Systolic function, as evaluated with ejection fraction, was similar between groups at 1 month postpartum, but although it remained the same in the lactated group, it was lower in the nonlactated group at 2 months’ postpartum ( Figure 2 , B; P = .85 and P = .04, respectively).

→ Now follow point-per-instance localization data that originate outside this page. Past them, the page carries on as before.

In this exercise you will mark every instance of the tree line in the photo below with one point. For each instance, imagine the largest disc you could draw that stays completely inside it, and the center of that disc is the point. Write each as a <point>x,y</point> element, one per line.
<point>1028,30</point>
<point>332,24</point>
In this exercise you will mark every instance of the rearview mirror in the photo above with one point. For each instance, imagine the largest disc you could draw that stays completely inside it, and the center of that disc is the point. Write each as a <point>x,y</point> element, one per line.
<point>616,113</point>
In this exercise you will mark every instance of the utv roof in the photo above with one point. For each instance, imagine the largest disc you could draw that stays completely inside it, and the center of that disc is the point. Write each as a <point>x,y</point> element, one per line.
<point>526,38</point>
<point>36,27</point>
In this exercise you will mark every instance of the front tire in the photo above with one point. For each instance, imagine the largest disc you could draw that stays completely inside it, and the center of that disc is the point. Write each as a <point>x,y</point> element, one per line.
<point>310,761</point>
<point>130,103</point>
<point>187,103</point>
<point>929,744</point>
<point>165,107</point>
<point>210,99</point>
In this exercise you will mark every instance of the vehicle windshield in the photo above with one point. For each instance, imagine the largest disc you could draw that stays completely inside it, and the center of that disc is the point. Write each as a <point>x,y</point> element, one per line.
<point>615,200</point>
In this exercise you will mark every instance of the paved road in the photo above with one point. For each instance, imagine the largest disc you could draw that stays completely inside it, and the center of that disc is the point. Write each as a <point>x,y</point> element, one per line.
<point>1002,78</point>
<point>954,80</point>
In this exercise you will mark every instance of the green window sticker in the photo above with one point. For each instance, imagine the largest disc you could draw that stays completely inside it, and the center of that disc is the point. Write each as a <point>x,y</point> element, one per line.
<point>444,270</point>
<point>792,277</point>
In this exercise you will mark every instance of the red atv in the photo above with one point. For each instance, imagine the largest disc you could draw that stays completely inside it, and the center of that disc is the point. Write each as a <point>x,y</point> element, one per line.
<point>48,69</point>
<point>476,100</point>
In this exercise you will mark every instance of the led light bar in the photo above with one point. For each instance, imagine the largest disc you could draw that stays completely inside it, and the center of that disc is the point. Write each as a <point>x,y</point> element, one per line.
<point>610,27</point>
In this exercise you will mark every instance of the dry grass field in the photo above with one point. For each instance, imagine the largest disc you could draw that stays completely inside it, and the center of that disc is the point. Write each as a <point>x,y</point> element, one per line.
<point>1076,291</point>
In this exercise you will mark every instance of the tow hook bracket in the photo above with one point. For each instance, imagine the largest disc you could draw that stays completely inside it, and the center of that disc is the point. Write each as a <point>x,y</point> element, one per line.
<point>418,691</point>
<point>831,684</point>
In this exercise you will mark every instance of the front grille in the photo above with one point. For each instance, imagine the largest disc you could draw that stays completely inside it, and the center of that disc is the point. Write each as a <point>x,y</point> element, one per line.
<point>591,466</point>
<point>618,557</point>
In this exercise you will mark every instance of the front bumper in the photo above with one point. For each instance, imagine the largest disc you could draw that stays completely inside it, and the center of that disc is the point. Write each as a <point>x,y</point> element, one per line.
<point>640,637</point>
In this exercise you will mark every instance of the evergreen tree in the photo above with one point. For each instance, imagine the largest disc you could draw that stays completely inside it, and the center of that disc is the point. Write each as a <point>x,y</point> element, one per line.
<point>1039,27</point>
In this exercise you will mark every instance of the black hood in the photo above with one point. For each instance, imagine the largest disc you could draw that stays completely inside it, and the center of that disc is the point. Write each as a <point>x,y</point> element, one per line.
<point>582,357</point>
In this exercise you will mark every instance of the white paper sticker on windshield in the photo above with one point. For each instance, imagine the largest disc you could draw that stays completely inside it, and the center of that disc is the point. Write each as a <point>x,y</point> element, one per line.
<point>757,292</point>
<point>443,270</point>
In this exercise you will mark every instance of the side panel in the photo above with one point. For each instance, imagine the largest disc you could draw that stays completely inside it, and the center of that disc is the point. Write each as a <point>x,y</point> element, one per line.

Mitral valve E/A ratio, similarly, was no different at 1 month postpartum and significantly lower at 2 months’ postpartum in the nonlactated group, indicative of diastolic dysfunction ( Figure 2 , C; P = .48 and P = .04, respectively).
Visceral and subcutaneous adiposity
Subcutaneous adipose tissue determined via microcomputed tomography was not different at 1 or 2 months’ postpartum ( Figure 3 , A; P = .44 and P = .92, respectively) between the groups. However, the percentage of VAT was significantly higher at 1 and 2 months’ postpartum in the nonlactated group ( Figure 3 , B; P = .04 and P = .02, respectively).